Message 18 of 37 (565208)
06-15-2010 2:36 PM
Reply to: Message 15 by Percy
06-12-2010 11:30 AM


quote:
I tried to verify Borger's claim that single non-synonymous point mutations in SRC genes are fatal, but none of his references mention the SRC gene family, and I also couldn't find anything online. Where's the evidence for this claim?
Borger gives this quote:
‘In the redundant gene family of SRC-like proteins, many, perhaps almost all point mutations that damage the protein also cause deleterious phenotypes and kill the organism. The genetic redundancy cannot decay away through the accumulation of point mutations.’
And attributes this source:
Toby, J.G. and Spring, J., Genetic redundancy in vertebrates: polyploidy and persistence of genes encoding multidomain proteins, Trends in Genet. 14:46—49, 1998
Let me know if anyone has access to this paper. I'm curious what it says.
quote:
But for the sake of discussion let's just assume it is true that single non-synonymous point mutations in SRC genes are fatal. In that case, how could the rest of the members of the gene family have arisen? Some possibilities are:
Other types of mutations that are not point mutations, of which there are many.
A frame-shift mutation inactivating one of the duplicated genes followed by more mutations followed by another frame-shift mutation that reactivates the gene.
Evolution in an organism whose makeup was not vulnerable to at least some types of non-sysnonymous point mutations in the SRC gene.
I'm sure there are other possibilities, I'm not a biologist. What's important to note is that the possibilities I listed do not posit never-observed processes or mechanisms.
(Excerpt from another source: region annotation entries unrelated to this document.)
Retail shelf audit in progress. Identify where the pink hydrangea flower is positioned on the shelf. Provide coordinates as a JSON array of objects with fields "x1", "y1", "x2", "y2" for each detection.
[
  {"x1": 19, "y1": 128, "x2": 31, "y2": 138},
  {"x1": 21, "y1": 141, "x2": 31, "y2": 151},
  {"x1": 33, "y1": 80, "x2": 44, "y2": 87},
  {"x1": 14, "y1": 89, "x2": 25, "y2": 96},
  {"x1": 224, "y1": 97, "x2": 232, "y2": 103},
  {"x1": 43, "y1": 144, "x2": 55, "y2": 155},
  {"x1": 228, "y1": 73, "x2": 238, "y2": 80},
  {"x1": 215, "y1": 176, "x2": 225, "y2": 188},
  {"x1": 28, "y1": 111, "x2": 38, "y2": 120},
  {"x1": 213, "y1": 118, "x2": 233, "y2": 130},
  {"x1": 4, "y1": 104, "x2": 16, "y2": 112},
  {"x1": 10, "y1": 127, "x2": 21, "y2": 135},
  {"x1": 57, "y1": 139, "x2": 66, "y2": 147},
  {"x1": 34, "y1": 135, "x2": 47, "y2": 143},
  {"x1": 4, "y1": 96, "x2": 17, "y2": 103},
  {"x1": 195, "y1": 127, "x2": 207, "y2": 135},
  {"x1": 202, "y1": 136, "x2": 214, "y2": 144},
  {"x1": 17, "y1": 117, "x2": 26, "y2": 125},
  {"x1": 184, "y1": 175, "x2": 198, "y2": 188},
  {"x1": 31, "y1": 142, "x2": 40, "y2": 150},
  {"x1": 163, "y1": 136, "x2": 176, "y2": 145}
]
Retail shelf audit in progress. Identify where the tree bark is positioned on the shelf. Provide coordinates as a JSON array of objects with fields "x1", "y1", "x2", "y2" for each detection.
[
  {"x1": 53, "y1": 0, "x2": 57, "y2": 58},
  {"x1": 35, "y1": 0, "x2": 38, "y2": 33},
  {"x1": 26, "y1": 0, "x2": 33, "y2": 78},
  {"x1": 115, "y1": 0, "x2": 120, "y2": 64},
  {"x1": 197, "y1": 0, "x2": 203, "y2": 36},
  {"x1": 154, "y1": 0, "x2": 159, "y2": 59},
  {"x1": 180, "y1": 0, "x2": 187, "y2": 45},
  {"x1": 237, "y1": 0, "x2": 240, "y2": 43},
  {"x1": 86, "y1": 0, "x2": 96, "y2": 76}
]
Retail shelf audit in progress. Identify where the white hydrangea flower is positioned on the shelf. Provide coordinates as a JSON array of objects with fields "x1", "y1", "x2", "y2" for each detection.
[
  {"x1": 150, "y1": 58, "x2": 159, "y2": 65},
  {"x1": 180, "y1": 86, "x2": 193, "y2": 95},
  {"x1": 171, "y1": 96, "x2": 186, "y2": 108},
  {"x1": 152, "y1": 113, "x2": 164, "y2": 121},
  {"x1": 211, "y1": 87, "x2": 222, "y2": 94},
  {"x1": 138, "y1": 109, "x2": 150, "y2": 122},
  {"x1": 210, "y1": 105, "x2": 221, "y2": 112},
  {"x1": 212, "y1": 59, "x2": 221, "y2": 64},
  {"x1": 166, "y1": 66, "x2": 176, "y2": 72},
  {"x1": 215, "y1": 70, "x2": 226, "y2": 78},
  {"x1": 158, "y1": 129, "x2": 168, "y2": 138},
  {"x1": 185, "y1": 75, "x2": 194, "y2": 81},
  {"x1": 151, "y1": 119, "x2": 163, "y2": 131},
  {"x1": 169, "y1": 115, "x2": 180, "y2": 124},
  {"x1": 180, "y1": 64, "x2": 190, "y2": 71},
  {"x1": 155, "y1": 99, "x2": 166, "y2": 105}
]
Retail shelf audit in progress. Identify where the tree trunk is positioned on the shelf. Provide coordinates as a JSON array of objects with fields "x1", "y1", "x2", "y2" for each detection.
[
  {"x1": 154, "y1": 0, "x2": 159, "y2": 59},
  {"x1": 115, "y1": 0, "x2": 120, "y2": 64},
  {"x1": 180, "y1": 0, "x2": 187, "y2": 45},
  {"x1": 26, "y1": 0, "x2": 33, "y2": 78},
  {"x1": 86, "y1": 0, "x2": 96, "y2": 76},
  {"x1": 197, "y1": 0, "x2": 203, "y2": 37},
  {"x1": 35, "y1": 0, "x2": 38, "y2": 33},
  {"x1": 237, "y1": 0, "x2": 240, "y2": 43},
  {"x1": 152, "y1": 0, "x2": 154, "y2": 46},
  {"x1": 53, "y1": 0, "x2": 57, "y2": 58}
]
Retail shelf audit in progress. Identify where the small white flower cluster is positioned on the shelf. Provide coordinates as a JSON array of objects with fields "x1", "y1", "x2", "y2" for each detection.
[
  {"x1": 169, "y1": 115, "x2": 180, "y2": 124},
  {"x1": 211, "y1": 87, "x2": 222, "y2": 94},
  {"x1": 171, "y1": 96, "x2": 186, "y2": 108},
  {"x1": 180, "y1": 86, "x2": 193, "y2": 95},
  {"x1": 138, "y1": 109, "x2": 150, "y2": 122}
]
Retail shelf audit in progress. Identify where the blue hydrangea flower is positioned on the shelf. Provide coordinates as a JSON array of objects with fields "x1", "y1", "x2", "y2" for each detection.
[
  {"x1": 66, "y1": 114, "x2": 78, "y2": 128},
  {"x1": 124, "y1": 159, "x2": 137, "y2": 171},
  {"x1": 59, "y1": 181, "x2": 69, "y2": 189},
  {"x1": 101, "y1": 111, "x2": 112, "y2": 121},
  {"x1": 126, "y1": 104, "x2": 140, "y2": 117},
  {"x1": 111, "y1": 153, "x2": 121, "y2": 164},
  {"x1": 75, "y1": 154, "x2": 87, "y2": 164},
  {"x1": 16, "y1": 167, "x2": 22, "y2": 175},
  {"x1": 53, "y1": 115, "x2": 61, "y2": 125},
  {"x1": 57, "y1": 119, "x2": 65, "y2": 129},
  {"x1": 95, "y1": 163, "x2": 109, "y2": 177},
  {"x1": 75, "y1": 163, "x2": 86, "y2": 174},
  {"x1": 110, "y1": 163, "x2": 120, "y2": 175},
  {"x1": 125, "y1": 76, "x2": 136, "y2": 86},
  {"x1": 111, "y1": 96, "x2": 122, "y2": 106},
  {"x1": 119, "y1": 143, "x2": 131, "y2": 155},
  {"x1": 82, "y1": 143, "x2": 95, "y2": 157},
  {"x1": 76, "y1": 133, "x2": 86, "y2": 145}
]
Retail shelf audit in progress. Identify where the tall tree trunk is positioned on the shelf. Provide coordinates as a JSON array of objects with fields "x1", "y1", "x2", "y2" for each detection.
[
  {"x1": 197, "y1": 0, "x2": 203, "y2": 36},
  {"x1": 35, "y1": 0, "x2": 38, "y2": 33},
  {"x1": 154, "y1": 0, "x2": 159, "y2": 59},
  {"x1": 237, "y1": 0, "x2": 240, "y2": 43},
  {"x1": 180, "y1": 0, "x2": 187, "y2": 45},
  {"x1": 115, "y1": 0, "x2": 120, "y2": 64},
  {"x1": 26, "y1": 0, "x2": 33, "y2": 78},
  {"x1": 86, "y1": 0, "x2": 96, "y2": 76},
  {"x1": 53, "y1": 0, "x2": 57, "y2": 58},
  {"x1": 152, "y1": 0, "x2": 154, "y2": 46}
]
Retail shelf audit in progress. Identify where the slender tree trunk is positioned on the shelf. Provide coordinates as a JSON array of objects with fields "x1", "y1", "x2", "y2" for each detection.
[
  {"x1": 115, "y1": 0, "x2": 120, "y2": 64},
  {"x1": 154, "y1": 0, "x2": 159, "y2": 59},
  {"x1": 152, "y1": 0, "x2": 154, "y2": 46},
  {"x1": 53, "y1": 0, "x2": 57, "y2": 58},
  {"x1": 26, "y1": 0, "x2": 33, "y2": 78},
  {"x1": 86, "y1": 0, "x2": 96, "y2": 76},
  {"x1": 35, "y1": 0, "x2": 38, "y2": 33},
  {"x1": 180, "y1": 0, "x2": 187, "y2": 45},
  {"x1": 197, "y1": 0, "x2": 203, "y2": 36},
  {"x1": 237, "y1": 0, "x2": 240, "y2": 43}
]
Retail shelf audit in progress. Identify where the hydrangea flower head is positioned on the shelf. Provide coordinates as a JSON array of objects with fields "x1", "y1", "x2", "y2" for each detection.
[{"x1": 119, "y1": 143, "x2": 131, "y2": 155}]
Thank you, you did present some possibilities. However, consider there are 8 (or 9) genes in this family. So - not only would the gene have to be duplicated the appropriate number of times (a reasonable assumption) but then each of those variants would have to undergo either:
1) A series of non-fatal mutations. Apart from point mutations, these would be what - insertions and deletions? Assuming Dr. Borger's assertion is correct I'm not sure how that would result in a less lethal phenotype.
2) a deactivation, followed by mutations into a different functional protein, followed by a reactivation (improbable).
Your third option is a possibility - though without knowing if SRC mutations are lethal in all known organisms it is difficult to know if this is a reasonable option.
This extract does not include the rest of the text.